Unfortunately, they were way out of our budget, although I did suggest he could try to make his own this summer. He did not take me up on that, and instead found a website that sells furniture made of recycled barnwood. The style was very G, as well as the recycled nature of it. Other than the logistical nightmare of getting it shipped, it turned out to be the perfect fit for him.
And, not to be left out, E requested to make a few upgrades to her room. Mostly because a string of LED lights she’d hung a few years ago had left some damage to her wall that required repair and repaint, and I’d been putting it off for way too long.
With my hands full of the rest of the project, I was moving too slowly for her, and she took the painting matters into her own hands. She did an amazing job. She also took down some of her “babyish” wall decorations, although she did keep her “how to be a mermaid” wall hanging.
She’s replacing them with some vintage posters that she found while we were on vacation last year. It didn’t take much to turn a little girl bedroom into a teenage girl one.
These projects, while necessary, were also a little bit of house cleaning for us, a symbolic way of moving on from the past. When we first moved up here five years ago, we cleaned and refreshed all these spaces as a family of five.

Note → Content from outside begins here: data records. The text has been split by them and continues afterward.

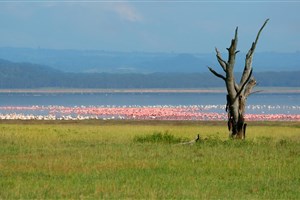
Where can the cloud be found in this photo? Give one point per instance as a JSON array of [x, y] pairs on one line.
[[127, 12]]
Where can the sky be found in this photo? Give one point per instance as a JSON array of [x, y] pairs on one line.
[[149, 26]]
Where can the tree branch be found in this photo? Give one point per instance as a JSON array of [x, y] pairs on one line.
[[243, 86], [249, 87], [249, 56], [220, 60], [216, 73]]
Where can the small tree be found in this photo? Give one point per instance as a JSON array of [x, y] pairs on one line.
[[237, 93]]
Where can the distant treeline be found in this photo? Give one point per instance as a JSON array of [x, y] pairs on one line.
[[24, 75]]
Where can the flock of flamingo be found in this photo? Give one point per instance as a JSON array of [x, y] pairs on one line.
[[159, 112]]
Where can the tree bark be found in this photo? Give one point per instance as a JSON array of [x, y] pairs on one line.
[[237, 93]]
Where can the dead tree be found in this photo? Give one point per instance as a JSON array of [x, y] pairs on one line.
[[237, 93]]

In these five years, a lot about us has changed, in addition to becoming a family of four. The kids’ new spaces reflect their growth, and their ability to move forward, while still holding on to the little parts of the past that are meaningful.
Along with these changes come some new house rules as well, mostly that I will be less and less responsible for keeping their areas clean and organized, yet another way that we’re moving forward and preparing for the future.
Like the future, it’s still a work in process, but we’re figuring it out. One IKEA bookshelf and full sized mattress at a time.